Arnau schüttelte den Kopf. Pater Albert wollte etwas sagen, doch ein Schrei hielt ihn davon ab. Die Angehörigen der übrigen Gehängten begannen auf dem Platz einzutreffen. In einem fassungslosen Schweigen, das nur hin und wieder von einem schmerzlichen Aufschrei übertönt wurde, versammelten sich Mütter, Kinder und Geschwister zu Füßen der Toten. Der Soldat konzentrierte sich auf seine Runde, während er sich an den Schlachtruf der Ungläubigen zu erinnern versuchte. Joan, der auf dem Nachhauseweg über den Platz musste, sank ohnmächtig zusammen, als er das entsetzliche Schauspiel sah. Ihm blieb nicht einmal Zeit, Arnau zu entdecken, der immer noch am selben Platz saß und den Oberkörper vor- und zurückwiegte. Joans Klassenkameraden hoben ihn auf und trugen ihn zum Bischofspalast zurück. Auch Arnau sah seinen Bruder nicht.

Die Stunden vergingen, und Arnau hatte immer noch keinen Blick für die Bürger, die aus Mitleid, Neugier oder Schaulust auf die Plaza del Blat strömten. Nur die Schritte des Soldaten, der vor ihm auf und ab ging, rissen ihn aus seinen Gedanken.

»Arnau, ich habe alles aufgegeben, was ich besaß, damit du frei sein kannst«, hatte sein Vater vor nicht allzu langer Zeit zu ihm gesagt. »Ich habe unser Land verlassen, das den Estanyols über Jahrhunderte gehörte, damit niemand dir antun kann, was man mir angetan hat, meinem Vater und dem Vater meines Vaters … Und nun befinden wir uns wieder in der gleichen Lage: den Launen jener ausgeliefert, die sich adlig nennen.
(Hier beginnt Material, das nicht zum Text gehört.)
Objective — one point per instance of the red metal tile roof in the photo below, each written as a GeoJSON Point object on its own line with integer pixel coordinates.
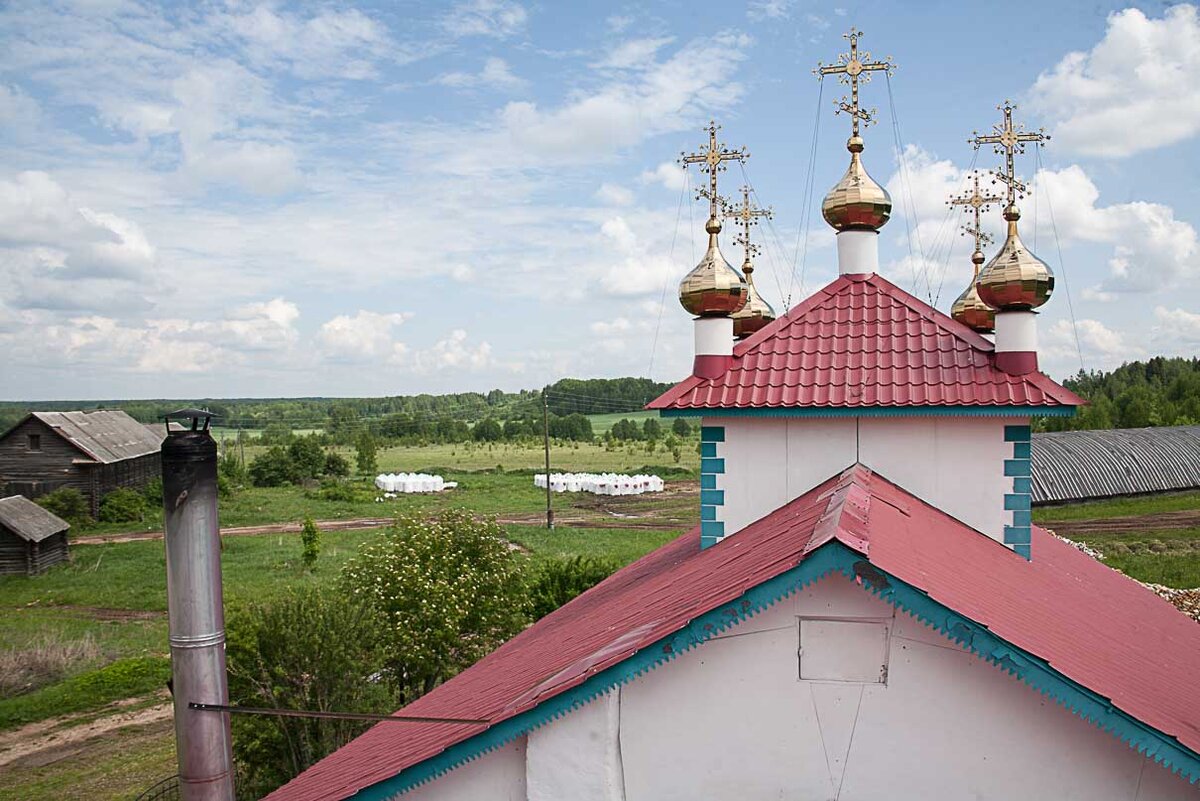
{"type": "Point", "coordinates": [1090, 622]}
{"type": "Point", "coordinates": [864, 342]}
Aber mit einem Unterschied: Wir können uns weigern. Mein Sohn, lerne die Freiheit zu nutzen, die zu erlangen uns so viele Opfer gekostet hat. Die Entscheidung liegt nur bei dir.«

»Können wir uns wirklich weigern, Vater?« Erneut ging der Soldat an ihm vorüber. »Es gibt keine Freiheit, wenn man hungert. Ihr habt nun keinen Hunger mehr, Vater. Und Eure Freiheit?«

»Seht sie euch genau an, Kinder.«

Diese Stimme …

»Sie sind Verbrecher. Seht sie euch gut an.« Zum ersten Mal nahm Arnau die Menschen wahr, die sich vor den Leichen drängten. Die Baronin und ihre drei Stiefkinder betrachteten das aufgedunsene Gesicht von Bernat Estanyol. Arnaus Blick fiel auf Margaridas Füße. Er sah ihr ins Gesicht. Seine Cousins waren blass geworden, doch die Baronin lächelte und sah ihn direkt an. Arnau stand auf. Er zitterte.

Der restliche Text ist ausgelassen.